Secondigliano, lo spacciatore sta per diventare papà e salta la consegna della cocaina

Una grossa consegna di droga da fare, il corriere che deve partire, lo spacciatore che prende tempo. Per un motivo che viene fuori soltanto dopo le insistenze: l'unico che ha le chiavi del magazzino dove nascondono la merce è bloccato in ospedale perché la moglie sta partorendo. Un imprevisto paradossale, quello capitato al gruppo sgominato dai carabinieri questa mattina, 6 maggio, nella sfera di influenza del clan Di Lauro, cosca di camorra che nel quartiere Secondigliano di Napoli oggi farebbe capo a Vincenzo Di Lauro (non indagato in questo procedimento), figlio del capoclan Paolo, alias Ciruzzo ‘o milionario. La vicenda è ricostruita nell'ordinanza da 14 misure cautelari eseguita questa mattina, 6 maggio.
È il marzo 2020, sono attive le limitazioni alla circolazioni dovute alla pandemia di Coronavirus.
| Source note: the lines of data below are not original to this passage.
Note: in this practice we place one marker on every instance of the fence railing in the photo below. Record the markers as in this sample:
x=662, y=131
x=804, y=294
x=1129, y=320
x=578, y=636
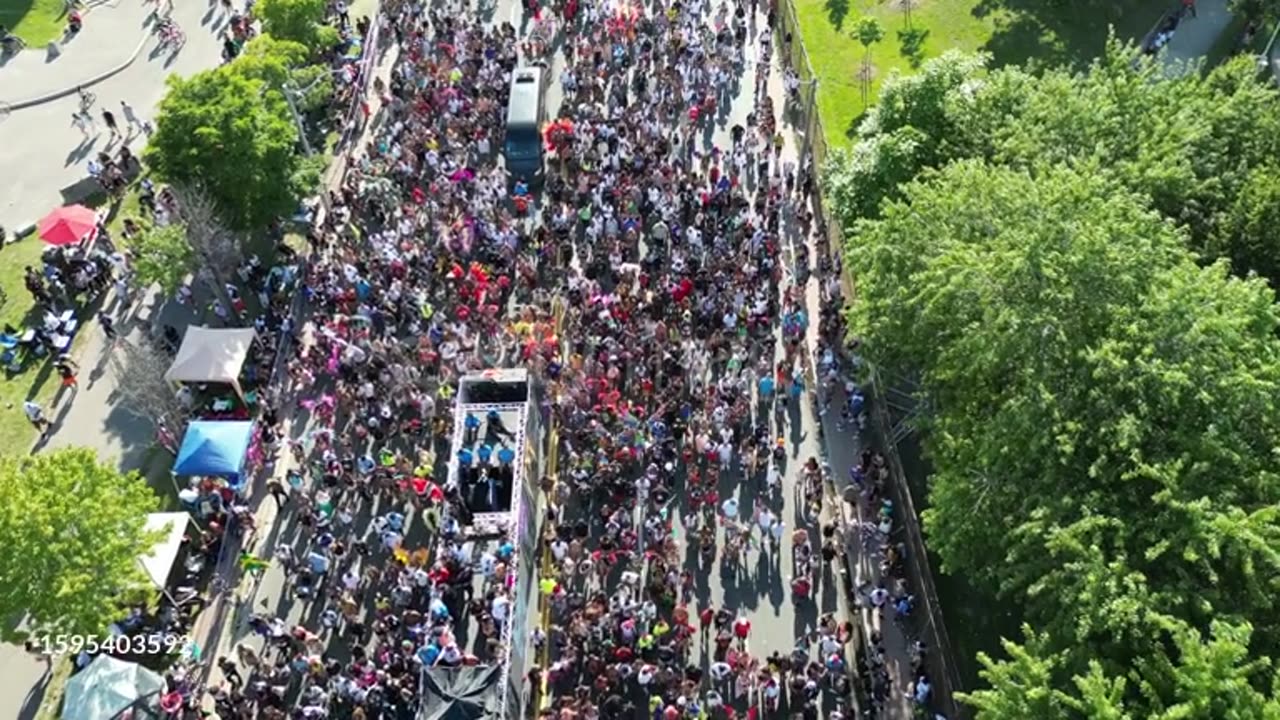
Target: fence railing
x=807, y=122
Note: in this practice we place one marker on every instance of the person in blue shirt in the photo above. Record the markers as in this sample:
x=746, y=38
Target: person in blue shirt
x=497, y=428
x=766, y=387
x=472, y=425
x=506, y=455
x=396, y=522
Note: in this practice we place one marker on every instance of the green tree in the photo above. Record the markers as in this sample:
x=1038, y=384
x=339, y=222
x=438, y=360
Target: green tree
x=868, y=32
x=163, y=256
x=1188, y=145
x=1191, y=678
x=1105, y=408
x=1248, y=232
x=1266, y=10
x=234, y=136
x=72, y=531
x=298, y=21
x=286, y=64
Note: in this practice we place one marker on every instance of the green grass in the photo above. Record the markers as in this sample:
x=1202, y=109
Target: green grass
x=1010, y=31
x=51, y=705
x=37, y=378
x=35, y=21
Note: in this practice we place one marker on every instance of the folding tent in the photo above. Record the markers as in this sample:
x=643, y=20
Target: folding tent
x=211, y=355
x=215, y=447
x=461, y=693
x=159, y=561
x=112, y=688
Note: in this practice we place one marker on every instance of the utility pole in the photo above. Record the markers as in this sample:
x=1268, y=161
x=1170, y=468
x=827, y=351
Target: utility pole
x=287, y=91
x=809, y=126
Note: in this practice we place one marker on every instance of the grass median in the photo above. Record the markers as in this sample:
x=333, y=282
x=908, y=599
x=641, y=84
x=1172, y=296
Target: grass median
x=1011, y=31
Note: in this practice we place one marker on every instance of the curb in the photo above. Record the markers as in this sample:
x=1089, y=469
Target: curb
x=92, y=81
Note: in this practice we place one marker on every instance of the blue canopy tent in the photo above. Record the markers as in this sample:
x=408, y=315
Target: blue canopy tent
x=215, y=447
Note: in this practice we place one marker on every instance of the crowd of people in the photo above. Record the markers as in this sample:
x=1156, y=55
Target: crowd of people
x=654, y=285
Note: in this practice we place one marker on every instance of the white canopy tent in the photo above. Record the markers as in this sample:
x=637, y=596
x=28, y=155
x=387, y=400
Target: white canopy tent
x=158, y=563
x=211, y=355
x=112, y=688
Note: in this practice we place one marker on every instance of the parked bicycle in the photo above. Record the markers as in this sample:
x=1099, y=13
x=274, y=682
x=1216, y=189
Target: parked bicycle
x=87, y=99
x=170, y=35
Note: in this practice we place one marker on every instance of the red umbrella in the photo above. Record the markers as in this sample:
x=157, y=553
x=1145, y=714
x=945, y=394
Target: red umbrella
x=68, y=224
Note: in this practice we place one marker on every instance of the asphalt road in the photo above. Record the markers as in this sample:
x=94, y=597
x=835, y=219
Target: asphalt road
x=45, y=156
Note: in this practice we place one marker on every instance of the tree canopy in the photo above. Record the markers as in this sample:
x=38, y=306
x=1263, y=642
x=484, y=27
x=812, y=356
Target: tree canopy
x=1200, y=150
x=163, y=256
x=1104, y=423
x=72, y=529
x=297, y=21
x=231, y=132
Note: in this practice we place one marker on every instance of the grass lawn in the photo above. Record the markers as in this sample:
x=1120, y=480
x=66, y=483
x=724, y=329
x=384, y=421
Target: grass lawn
x=1010, y=31
x=35, y=21
x=37, y=378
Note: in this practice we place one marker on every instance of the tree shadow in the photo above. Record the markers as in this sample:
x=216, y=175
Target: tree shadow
x=1055, y=32
x=35, y=697
x=912, y=45
x=836, y=12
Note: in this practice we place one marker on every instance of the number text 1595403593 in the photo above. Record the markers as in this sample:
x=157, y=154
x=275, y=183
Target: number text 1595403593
x=154, y=643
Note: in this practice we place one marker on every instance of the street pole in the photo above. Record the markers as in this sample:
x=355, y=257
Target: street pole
x=297, y=119
x=809, y=126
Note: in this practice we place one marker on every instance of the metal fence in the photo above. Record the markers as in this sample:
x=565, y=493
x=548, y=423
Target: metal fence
x=803, y=115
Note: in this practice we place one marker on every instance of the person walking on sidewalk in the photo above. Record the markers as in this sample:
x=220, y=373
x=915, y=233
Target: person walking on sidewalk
x=109, y=118
x=82, y=124
x=36, y=415
x=67, y=370
x=231, y=671
x=278, y=493
x=108, y=326
x=131, y=117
Gli spacciatori, ricostruiscono gli inquirenti, stanno organizzando la trasferta di un corriere, che dovrà portare un chilo di cocaina in Emilia-Romagna, partendo al mattino, quando c'è maggiore traffico veicolare, in modo da confondersi tra gli automobilisti nella speranza di non incappare nei controlli delle forze dell'ordine.
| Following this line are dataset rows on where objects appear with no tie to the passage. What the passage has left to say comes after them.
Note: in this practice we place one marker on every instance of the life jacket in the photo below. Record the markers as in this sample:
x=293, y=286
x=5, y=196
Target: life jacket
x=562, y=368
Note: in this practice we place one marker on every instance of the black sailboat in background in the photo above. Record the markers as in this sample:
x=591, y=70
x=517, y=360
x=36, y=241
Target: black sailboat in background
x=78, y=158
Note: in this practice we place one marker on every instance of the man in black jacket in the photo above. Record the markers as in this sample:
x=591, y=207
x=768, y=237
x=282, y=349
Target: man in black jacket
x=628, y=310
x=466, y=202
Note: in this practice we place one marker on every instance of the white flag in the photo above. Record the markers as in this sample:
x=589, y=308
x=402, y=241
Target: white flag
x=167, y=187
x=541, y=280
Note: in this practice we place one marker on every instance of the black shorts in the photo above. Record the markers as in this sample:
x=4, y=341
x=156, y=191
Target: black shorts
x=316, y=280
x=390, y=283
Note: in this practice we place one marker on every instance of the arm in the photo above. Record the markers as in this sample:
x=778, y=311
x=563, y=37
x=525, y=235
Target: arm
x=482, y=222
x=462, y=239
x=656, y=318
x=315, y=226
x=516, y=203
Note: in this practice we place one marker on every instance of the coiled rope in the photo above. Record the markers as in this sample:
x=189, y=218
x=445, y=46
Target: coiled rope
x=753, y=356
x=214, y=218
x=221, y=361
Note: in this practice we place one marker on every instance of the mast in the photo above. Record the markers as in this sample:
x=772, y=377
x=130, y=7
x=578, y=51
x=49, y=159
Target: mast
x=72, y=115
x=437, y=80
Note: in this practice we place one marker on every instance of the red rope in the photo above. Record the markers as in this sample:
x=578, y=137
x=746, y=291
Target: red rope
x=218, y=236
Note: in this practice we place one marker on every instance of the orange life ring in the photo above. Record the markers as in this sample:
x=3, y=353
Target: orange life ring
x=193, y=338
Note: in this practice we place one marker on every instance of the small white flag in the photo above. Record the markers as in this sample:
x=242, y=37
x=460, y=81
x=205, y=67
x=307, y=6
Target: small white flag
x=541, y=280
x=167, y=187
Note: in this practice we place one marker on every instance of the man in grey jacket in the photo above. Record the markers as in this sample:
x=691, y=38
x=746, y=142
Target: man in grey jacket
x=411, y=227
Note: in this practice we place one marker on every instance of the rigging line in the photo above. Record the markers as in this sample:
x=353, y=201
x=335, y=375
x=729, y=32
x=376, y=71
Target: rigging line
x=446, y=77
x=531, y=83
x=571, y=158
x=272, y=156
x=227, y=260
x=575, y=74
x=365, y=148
A parlare sono Gennaro Giannone e Raffaele Paolo, la storia coinvolge anche i fratelli Paolo e Salvatore De Angelis (tutti destinatari di misura cautelare in carcere con l'ordinanza di oggi). Viene fissata la data di partenza del corriere. Per soddisfare le richieste di Giannone, nel frattempo, Paolo contatta Rosario De Angelis, che avrebbe dovuto fornire lo stupefacente. I due si risentono e De Angelis gli spiega il motivo: il quantitativo richiesto è ingente, un chilo di cocaina, e non può essere preso dalle piazze di spaccio; l'unico che ha accesso al deposito delle scorte, però, è suo fratello, che è bloccato in ospedale perché la moglie sta partorendo.
Alla fine la consegna del chilo salta. Il corriere parte lo stesso, ma trasportando soltanto mezzo chilo, recuperato dalle scorte personali di Paolo. E il viaggio si conclude con le manette: i carabinieri, che avevano seguito tutta la preparazione attraverso le intercettazioni, bloccano sia lui sia il contatto del territorio ad un posto di blocco poco dopo i caselli autostradali di Reggiolo (Reggio Emilia).